Most of my previous experience with Brandy deep cuts was with 2004's Afrodisiac and last year's Two Eleven. When I wrote about the latter here a couple months ago, I even admitted "I've always taken Brandy for granted." So I combed through the dozens of non-hits on Brandy's six albums, and came up with her greatest misses as a Spotify playlist

Deep Album Cuts Vol. 1: Brandy

1. Necessary
2. Movin' On 
3. Angel In Disguise featuring Joe
4. So Sick
5. All In Me
6. Warm It Up (With Love)
7. Learn The Hard Way
8. Always On My Mind
9. A Cappella (Something's Missing)
10. Paint This House
11. Where You Wanna Be featuring T.I.
12. Happy
13. When You Touch Me
14. Like This
15. Say You Will
16. Do You Know What You Have
17. Put That On Everything
18. Give Me You

Tracks 2, 8 and 18 from  Brandy (1994)
Tracks 3, 7, 12 and 17 from Never Say Never (1998)
Tracks 5, 13 and 14 from Full Moon (2002)
Tracks 1, 11 and 15 from Afrodisiac (2004)
Tracks 6 and 9 from Human (2008)
Tracks 4, 10 and 16 from Two Eleven (2012)

I should note, by the way, that her biggest album, 1998's Never Say Never, is not on Spotify, so the four songs from that album are not in the playlist. Brandy is not a world class singer, but she's always had a unique, almost raspy tone, which I've often been reminded of in one of my favorite newer artists in R&B, Dawn Richard, formerly of Diddy-Dirty Money. During those "The Boy Is Mine" days, though, I always made a point of much preferring Monica's voice, and over the years I've remained something of a Monica partisan as she's built up a more consistent catalog. 

Part of what's always kept Brandy at arm's length for me is the presence of Rodney Jerkins, one of the biggest and blandest producers in modern R&B, who helmed the bulk of three of her albums -- can you blame anyone for being more interested in Aaliyah when she had all those Timbaland tracks? Of course, Brandy did switch horses for 2004's Afrodisiac, making an album with Timbo right at his creative nadir (it speaks volumes that when Kanye West swooped in to do 2 songs at the last minute, he ended up with the lead single as well as the best deep cut, "Where You Wanna Be"). The Organized Noize production, "Necessary," easily outdoes every Tim song on the album. By comparison, Two Eleven is a far more confident and successful foray outside of Darkchild territory, with producers like Mike Will Made It and Bangladesh bringing her sound up to date in a way that she's never quite been able to do her whole career -- even when she was a huge hitmaker, there was a little bit of a sense that she was a family-friendly TV star, not really at the forefront. 

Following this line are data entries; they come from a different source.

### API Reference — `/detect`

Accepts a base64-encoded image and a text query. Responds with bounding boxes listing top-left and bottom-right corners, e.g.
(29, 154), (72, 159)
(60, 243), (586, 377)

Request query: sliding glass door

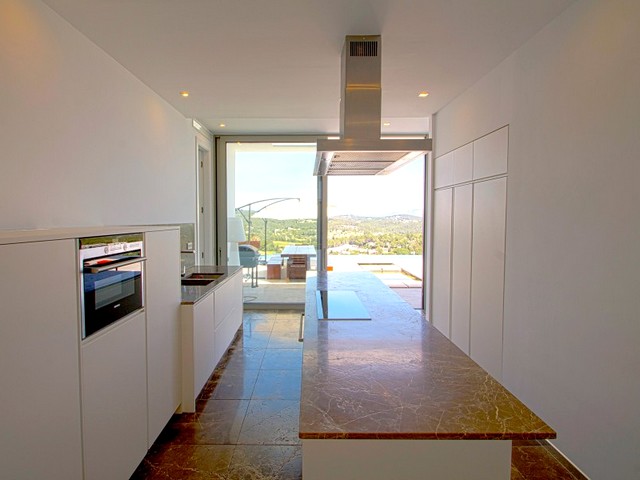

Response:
(325, 158), (425, 308)
(220, 138), (317, 307)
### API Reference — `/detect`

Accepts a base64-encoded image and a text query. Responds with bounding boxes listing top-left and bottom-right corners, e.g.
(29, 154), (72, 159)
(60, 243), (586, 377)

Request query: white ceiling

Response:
(42, 0), (575, 135)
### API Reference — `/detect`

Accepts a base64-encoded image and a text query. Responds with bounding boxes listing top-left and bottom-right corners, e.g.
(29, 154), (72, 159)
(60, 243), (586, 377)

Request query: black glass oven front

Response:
(79, 235), (145, 339)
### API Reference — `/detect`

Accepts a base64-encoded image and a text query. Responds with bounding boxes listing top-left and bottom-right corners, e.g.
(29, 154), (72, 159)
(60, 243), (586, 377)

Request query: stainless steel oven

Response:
(79, 234), (145, 339)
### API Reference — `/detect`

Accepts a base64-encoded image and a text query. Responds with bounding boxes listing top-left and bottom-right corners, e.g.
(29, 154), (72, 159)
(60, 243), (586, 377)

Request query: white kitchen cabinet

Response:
(473, 126), (508, 180)
(433, 150), (454, 188)
(453, 143), (474, 185)
(0, 239), (83, 480)
(144, 228), (181, 446)
(181, 293), (215, 412)
(432, 188), (453, 337)
(81, 310), (147, 480)
(450, 184), (473, 354)
(213, 269), (243, 367)
(432, 128), (508, 380)
(181, 268), (243, 412)
(470, 177), (507, 380)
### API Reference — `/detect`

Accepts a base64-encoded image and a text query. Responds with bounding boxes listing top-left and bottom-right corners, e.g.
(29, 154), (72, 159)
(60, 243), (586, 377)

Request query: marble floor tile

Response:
(267, 330), (303, 349)
(511, 441), (583, 479)
(211, 368), (260, 400)
(260, 348), (303, 370)
(252, 369), (302, 400)
(223, 347), (267, 371)
(156, 400), (249, 445)
(238, 399), (301, 446)
(130, 444), (234, 480)
(229, 445), (302, 480)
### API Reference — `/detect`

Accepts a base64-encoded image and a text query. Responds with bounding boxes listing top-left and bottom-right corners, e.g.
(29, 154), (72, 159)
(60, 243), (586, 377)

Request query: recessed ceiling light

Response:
(418, 91), (429, 98)
(219, 123), (226, 128)
(383, 122), (391, 126)
(179, 91), (189, 97)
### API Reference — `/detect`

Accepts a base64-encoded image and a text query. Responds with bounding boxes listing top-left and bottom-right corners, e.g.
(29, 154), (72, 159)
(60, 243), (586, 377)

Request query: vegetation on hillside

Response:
(238, 213), (423, 257)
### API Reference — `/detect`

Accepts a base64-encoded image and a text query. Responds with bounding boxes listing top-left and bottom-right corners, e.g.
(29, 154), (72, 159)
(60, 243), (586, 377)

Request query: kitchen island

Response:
(300, 271), (555, 479)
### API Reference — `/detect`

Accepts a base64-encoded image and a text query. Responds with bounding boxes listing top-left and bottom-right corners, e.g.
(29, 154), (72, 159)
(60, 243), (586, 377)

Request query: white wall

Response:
(0, 0), (195, 230)
(433, 0), (640, 478)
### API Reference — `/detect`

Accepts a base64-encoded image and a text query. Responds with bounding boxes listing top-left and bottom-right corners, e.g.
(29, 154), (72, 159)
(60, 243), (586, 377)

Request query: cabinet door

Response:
(453, 143), (473, 185)
(434, 151), (454, 188)
(451, 184), (473, 354)
(432, 188), (453, 336)
(470, 178), (507, 380)
(0, 240), (83, 480)
(145, 229), (181, 445)
(473, 126), (508, 180)
(213, 270), (243, 366)
(181, 293), (216, 412)
(81, 311), (147, 480)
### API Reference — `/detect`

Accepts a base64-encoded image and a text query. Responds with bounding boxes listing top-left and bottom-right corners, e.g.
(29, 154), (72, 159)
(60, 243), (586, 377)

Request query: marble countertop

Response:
(0, 225), (179, 245)
(180, 265), (242, 304)
(299, 270), (556, 441)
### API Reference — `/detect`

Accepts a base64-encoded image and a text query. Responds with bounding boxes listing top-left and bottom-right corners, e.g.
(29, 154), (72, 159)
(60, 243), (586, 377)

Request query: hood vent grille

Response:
(314, 35), (431, 176)
(350, 40), (378, 57)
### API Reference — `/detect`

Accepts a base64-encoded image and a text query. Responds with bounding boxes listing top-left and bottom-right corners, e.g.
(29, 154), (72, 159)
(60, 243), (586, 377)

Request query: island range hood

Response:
(314, 35), (432, 176)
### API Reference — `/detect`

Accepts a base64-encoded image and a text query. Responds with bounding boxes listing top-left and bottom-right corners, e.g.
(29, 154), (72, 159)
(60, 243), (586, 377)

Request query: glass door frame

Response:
(215, 135), (321, 267)
(215, 133), (428, 312)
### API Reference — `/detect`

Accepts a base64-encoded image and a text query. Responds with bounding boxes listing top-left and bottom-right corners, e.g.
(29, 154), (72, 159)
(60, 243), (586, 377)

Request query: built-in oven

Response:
(79, 234), (145, 339)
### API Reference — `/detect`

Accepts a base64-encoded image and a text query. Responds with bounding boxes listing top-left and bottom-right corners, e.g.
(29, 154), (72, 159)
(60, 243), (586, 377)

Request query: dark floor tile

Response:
(252, 369), (302, 400)
(244, 312), (276, 332)
(229, 445), (302, 480)
(261, 348), (303, 370)
(223, 347), (266, 371)
(267, 330), (303, 349)
(237, 399), (301, 446)
(238, 329), (272, 349)
(511, 443), (580, 480)
(212, 368), (260, 400)
(155, 400), (249, 446)
(130, 444), (233, 479)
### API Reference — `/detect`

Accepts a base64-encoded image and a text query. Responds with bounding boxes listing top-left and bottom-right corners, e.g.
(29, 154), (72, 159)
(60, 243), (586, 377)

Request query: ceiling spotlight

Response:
(179, 91), (189, 97)
(418, 91), (429, 98)
(383, 122), (391, 126)
(219, 123), (226, 128)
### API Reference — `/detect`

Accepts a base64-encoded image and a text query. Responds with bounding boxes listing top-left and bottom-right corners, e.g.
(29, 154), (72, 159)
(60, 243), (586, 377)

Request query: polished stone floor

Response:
(131, 310), (585, 479)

But making this mix also made me take a good long second look at Rodney Jerkins, as well as the team that wrote and produced Brandy's 1994 self-titled debut, including Keith Crouch and Somethin' For The People. Jerkins deserves some credit for classic singles like "What About Us?" and "The Boy Is Mine," there's just a lot of really workmanlike, unexceptional stuff cluttering up his discography. Still, his work was at times more ambitious than I've given him credit for, especially on Full Moon, even if it hasn't all aged particularly well. One wonders if Brandy would have had a more interesting career if she'd acted less, or worked with more producers earlier, but the songs here represent a better catalog than I would've assumed. That Brandy has managed her biggest radio hit in a decade recently, even if she got a lot of help from that awful Chris Brown guest spot, is a testament to both her resilience and the adaptability of her voice.